Frontal rain happens when cooler and warmer, humid air meets in a weather front. The less dense warm air rises and condenses forming clouds. These clouds grow and eventually create rain. In some places in the northern temperate zone, the cold air front tends to come from the North West and the warm air front comes from the south-west.

Other forms of precipitation include snow, sleet, dew, frost, and hail. Fog and mist are not precipitation but suspensions. In that case, the water vapour does not condense sufficiently to precipitate.

Snow forms when water in the atmosphere becomes frozen. When the dew point is below the freezing point of water, water crystallises as snow and falls down. Sleet is a type of precipitation where ice pellets fall down from the sky. When drops of rain fall through a mass of air below freezing point, the drops get solidified to become ice pellets.

Dew is a thin film of water that has condensed on the surface of objects near the ground in the morning or evening. These objects cool in the night. When they cool, the thin layer of air around them cools too. This makes some water vapour condense on the object. Frost is ice that is formed when water vapour freezes onto a surface. It has a white, powdery appearance. It forms on cold surfaces when the temperature of the air is very low.

A piece of hail (called a hailstone) is a lump of ice that falls out of a storm cloud. A hailstone begins as a small water droplet or as a rounded snow pellet in a cloud. The drop grows by collecting many cloud drops. The little drop is blown by a strong wind inside the cloud to where it meets with some extremely cold water drops. These supercooled drops are still liquid water even though the temperature is below freezing. When the little drop mixes with these extremely cold drops, they join, and the little drop has now become a hailstone.

The little hailstone is thrown up inside the cloud, still collecting other cold drops. The hailstone gets bigger and bigger until it goes to the top of the cloud. Then, because there is no more wind, it falls back down through the cloud. While it is falling it gets even bigger as it bangs into more supercooled drops. If it goes down very fast it can hit the Earth at up to 90 mph (144 kph), bouncing like popcorn. If the hailstone hits the dirt, it can actually bury itself.
The patterns of precipitation and wind decide the climate on different places of the earth. Climate means the usual condition of the temperature, humidity, atmospheric pressure, the wind, rainfall, and other meteorological elements in an area of the Earth’s surface for a long time. Climate is different from weather. Weather is the condition of these elements right now, for shorter periods of time that are up to two weeks.

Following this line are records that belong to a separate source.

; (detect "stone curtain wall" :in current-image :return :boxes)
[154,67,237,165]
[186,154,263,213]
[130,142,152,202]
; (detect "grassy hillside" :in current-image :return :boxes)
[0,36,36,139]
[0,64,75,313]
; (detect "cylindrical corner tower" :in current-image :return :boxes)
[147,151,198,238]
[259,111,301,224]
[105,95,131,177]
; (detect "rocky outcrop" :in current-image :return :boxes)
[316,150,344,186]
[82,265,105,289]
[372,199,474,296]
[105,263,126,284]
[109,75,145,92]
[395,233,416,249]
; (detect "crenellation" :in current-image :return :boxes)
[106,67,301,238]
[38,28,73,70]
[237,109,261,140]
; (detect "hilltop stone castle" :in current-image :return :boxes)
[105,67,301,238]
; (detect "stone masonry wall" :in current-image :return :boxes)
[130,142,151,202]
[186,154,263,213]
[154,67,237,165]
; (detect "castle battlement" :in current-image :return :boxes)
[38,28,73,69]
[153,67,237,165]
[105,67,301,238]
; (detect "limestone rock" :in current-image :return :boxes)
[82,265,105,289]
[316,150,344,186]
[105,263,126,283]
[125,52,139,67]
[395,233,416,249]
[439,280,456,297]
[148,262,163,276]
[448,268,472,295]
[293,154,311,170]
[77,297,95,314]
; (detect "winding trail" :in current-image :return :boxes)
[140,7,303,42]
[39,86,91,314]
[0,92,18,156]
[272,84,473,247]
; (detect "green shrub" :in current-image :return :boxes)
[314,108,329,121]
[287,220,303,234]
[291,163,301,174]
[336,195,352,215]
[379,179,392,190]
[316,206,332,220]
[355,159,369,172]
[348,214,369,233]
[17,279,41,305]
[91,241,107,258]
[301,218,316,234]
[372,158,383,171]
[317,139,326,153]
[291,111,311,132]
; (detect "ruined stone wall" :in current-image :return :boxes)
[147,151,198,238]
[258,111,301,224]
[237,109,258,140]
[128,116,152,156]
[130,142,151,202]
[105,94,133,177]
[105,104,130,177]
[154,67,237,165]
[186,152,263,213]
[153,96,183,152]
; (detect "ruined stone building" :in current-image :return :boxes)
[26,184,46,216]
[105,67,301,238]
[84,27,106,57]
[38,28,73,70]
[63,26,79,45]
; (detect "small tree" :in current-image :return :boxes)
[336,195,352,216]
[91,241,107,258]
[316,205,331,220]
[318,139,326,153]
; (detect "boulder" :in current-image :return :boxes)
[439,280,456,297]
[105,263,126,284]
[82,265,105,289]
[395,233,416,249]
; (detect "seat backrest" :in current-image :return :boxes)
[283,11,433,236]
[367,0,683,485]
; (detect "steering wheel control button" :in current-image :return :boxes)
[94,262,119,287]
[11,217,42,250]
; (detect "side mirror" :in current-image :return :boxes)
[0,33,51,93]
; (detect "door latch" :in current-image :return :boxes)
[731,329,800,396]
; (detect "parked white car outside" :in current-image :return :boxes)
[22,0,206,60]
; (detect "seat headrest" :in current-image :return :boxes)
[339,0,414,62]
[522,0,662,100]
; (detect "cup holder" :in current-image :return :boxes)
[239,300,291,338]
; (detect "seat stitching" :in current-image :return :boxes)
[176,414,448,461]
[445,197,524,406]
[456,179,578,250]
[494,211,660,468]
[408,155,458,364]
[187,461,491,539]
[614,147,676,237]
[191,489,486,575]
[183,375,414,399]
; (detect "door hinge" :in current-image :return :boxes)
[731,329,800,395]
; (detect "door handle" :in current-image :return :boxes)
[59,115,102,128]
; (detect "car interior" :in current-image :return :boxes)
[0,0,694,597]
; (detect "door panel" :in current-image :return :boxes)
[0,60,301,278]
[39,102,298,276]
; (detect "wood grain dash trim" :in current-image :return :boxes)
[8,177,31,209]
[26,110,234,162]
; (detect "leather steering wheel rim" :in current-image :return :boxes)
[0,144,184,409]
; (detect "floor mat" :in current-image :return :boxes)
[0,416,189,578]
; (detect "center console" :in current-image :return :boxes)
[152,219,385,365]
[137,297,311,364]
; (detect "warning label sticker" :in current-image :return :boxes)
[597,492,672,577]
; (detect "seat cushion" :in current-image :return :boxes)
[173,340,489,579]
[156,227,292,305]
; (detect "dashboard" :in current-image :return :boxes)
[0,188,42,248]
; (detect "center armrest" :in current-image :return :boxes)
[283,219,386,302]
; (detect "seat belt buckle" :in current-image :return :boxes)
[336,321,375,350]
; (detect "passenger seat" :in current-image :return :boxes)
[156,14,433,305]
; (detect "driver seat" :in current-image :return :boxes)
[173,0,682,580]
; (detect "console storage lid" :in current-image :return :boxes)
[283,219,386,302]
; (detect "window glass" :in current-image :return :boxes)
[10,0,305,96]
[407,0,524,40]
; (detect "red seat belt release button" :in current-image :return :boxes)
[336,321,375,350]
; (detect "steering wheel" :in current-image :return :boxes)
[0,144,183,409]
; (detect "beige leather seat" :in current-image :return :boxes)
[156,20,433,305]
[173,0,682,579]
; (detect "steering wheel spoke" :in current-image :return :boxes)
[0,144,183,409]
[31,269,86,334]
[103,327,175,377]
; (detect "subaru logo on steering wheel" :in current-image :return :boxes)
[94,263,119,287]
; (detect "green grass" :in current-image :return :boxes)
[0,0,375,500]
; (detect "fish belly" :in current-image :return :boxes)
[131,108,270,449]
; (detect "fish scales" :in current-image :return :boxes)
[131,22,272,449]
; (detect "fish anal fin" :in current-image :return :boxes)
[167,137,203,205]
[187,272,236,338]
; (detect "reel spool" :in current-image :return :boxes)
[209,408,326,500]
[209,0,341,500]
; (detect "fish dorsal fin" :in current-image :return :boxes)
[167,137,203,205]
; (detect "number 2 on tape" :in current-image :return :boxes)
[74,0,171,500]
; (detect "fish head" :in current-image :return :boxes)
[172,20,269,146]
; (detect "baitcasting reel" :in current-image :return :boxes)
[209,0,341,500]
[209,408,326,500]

The latitude, ground, and height can change the climate of a location. It is also important to note if oceans or other large bodies of water are nearby. Climates are most commonly classified by temperature and precipitation.
Weather is the day-to-day or hour-to-hour change in the atmosphere. Weather includes wind, lightning, storms, hurricanes, tornadoes, rain, hail, snow, and lots more. Energy from the Sun affects the weather. Climate tells us what kinds of weather usually happen in an area at different times of the year. Changes in weather can affect our mood. We wear different clothes and do different things in different weather conditions. We choose different foods in different seasons, like ice cream in the summer, or hot chocolate in the winter.

Hence geography and climate decide the lifestyle and economic activities in an area and study of geography is essential for understanding the distribution and utilisation of resources.